Des groupies à la sauce 2015

IMG_0507

A la fin du mois de mai, une copine m’a demandé de l’accompagner pour un petit voyage dans le temps.

J’ai accepté, non sans une certaine appréhension. Faire un bond en arrière, c’est bien joli, mais me sentirai-je à ma place dans ce monde qui n’est plus vraiment le mien ? Qu’importe. Nous avons bravé les bouchons et nous sommes rendues, vaillamment, au Zénith de Paris pour assister au concert des 5 Seconds of Summer.

5 Seconds of quoi ? Pas de panique. Si ce nom ne vous dit rien, c’est qu’il n’est pas de votre génération à vous non plus. Je vous briefe rapidement : ce groupe de musique pop-rock, composé de quatre jeunes Australiens, incarne la nouvelle coqueluche des ados. Révélés par un tweet des One Direction (ça plante le décor), ces têtes d’ange ont vu leur popularité exploser en quelques mois, volant presque la vedette à Harry Styles et ses bouclettes. Leur premier album, un enchaînement de titres punk-sirupeux, atteignait l’an passé le top des ventes dans une dizaine de pays. Tout comme leur tournée, qui remplit les plus grandes salles de Milan, Sydney…

…et de Paris. C’est donc sans surprise que nous avons retrouvé un Zénith plein à craquer, où 6000 demoiselles, excitées comme des fourmis devant un pot de confiture, grouillaient à l’idée de voir Luke, Ashton, Michael et Callum pour la première fois. Vu l’importance de l’évènement, elles sont venues équipées : pancartes, joues maquillées et look étudié de rockeuses-rebelles (et son festival de chemises à carreaux, bandanas et autres jeans déchirés).
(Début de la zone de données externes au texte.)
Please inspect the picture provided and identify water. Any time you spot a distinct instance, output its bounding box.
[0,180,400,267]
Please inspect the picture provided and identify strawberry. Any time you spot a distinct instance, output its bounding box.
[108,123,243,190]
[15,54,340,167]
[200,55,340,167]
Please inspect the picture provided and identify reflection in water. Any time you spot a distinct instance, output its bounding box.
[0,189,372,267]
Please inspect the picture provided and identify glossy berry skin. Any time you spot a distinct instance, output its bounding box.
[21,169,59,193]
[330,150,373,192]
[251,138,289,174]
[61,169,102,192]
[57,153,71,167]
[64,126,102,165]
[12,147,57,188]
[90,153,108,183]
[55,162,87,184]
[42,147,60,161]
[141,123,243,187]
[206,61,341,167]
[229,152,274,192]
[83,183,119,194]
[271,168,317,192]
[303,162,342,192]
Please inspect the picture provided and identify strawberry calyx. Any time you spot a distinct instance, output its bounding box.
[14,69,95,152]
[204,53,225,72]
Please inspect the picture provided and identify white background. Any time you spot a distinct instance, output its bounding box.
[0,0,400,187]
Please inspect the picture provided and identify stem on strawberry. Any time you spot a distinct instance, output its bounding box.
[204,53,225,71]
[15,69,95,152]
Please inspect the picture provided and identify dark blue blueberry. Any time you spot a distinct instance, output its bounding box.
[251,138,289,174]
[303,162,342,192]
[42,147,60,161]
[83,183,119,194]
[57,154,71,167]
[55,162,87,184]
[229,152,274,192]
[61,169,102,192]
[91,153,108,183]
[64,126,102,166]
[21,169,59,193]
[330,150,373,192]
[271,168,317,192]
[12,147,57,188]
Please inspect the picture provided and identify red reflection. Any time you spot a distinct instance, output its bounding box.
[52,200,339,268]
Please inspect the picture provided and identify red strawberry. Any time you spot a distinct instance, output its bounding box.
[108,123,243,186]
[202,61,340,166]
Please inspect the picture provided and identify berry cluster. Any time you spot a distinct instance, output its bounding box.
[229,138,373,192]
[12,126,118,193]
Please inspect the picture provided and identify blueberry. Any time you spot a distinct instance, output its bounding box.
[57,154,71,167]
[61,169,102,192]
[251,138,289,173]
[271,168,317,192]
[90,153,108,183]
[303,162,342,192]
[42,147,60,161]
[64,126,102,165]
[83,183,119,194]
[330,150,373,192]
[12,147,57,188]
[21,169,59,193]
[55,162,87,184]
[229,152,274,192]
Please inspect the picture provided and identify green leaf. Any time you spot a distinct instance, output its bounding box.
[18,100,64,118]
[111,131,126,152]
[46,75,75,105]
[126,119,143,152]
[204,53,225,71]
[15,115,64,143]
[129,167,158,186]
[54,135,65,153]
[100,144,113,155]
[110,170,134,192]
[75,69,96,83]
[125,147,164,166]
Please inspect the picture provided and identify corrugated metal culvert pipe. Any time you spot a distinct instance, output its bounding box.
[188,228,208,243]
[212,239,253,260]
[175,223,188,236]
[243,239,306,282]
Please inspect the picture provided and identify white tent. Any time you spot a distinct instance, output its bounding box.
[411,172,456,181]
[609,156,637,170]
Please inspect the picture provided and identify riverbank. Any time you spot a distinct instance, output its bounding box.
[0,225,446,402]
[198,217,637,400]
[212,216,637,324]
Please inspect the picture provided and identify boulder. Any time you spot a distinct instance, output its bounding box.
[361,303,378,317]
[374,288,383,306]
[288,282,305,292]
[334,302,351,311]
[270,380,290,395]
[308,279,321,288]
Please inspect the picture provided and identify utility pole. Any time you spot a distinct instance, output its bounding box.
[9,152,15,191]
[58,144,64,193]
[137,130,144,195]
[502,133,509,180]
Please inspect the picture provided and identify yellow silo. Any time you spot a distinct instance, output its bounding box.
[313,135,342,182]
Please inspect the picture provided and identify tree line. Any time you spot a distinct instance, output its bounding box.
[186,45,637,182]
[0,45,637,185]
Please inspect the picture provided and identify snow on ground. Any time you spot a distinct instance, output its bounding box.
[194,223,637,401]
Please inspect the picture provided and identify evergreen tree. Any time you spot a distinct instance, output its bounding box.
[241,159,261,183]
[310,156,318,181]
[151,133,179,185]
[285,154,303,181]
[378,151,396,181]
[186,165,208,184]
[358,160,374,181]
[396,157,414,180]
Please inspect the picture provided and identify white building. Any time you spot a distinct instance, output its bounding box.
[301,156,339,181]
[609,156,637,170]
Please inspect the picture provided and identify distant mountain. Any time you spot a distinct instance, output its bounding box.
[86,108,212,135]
Les 5SOS (prononcé « faïve sauce » à la française, un poil moins glamour) ont beau refuser le titre de boyband à minettes, il n’empêche que le nombre de garçons au mètre carré est proche de zéro. Quant aux courageux parents venus accompagner leur progéniture, ils tentent de faire bonne figure (spéciale dédicace à ce papa, bras croisés pendant l’entier du concert, qui s’est tout de même surpris à dodeliner de la tête sur la reprise de « Highway to Hell ». Probablement la seule qu’il connaissait).

20150522_213456

20150522_214350

Difficile de ne pas sourire devant ces chuchotements impatients et ces visages fébriles. Comme l’impression d’avoir bidouillé la machine à remonter le temps et de m’être expédiée quelques années en arrière. Parce qu’elle n’est pas si loin l’époque où, dans une autre salle et devant un autre chanteur pour ados, c’était moi la groupie qui avait du mal à contenir son excitation. Dites-moi que je ne suis pas la seule à avoir découpé photos et articles de journal, appris des chansons par cœur et rêvé d’obtenir des pass backstage pour rencontrer l’Idole avec un grand « i ». C’est un petit flash de nostalgie qui crépite devant moi, et avec lui le sentiment d’avoir, sans trop savoir quand ni comment, irrémédiablement vieilli.

Je suis rapidement tirée de ma rêverie par mes charmantes voisines qui, appareil à selfie au poing, se mettent soudainement à glapir. Des cris tellement stridents qu’on croirait entendre le coup de sifflet d’un prof de gym tyrannique (j’ai craint, pendant quelques secondes, d’être condamnée à un acouphène irréversible). Ça y est, les Australiens sont sous les feux des projecteurs.

20150522_222656

Une fois en piste, il faut l’avouer, les 5SOS ne se débrouillent pas si mal. Ils chantent plutôt juste et déambulent sur scène l’air confiant, sous leurs mèches de cheveux qui défient les lois de la gravité. Guitare à la main, ils font signe à la foule sans oublier de lâcher quelques « We love you Paris » et manquer de faire s’évanouir le premier rang. Il y a ensuite l’irrémédiable ballade en acoustique, où chacune s’empresse d’agiter solennellement son téléphone de gauche à droite, le visage grave, comme si elle assistait à un monologue tragique de Shakespeare. Tout ça est certes un peu trop lisse, un peu trop huilé. Et rien ne rattrape les paroles indiscutablement mielleuses (« Je suis juste là, quand vas-tu te rendre compte que je suis ton remède, toi la fille au coeur brisé? » compte parmi mes préférées).

Mais alors que leur tube « She looks so perfect » annonce la fin du show, et que toutes ces demoiselles, les yeux brillants, brandissent des papiers de couleurs pour former le drapeau français, je me dis que c’est quand même beau, la jeunesse. Même aveuglée par l’admiration et les hormones. Et, après 2 heures de spectacle (autant sur scène que dans les gradins), ce sera presque le coeur serré que je dirai au revoir à ces groupies de la première heure, à ces 6000 versions de moi à 16 ans et demi.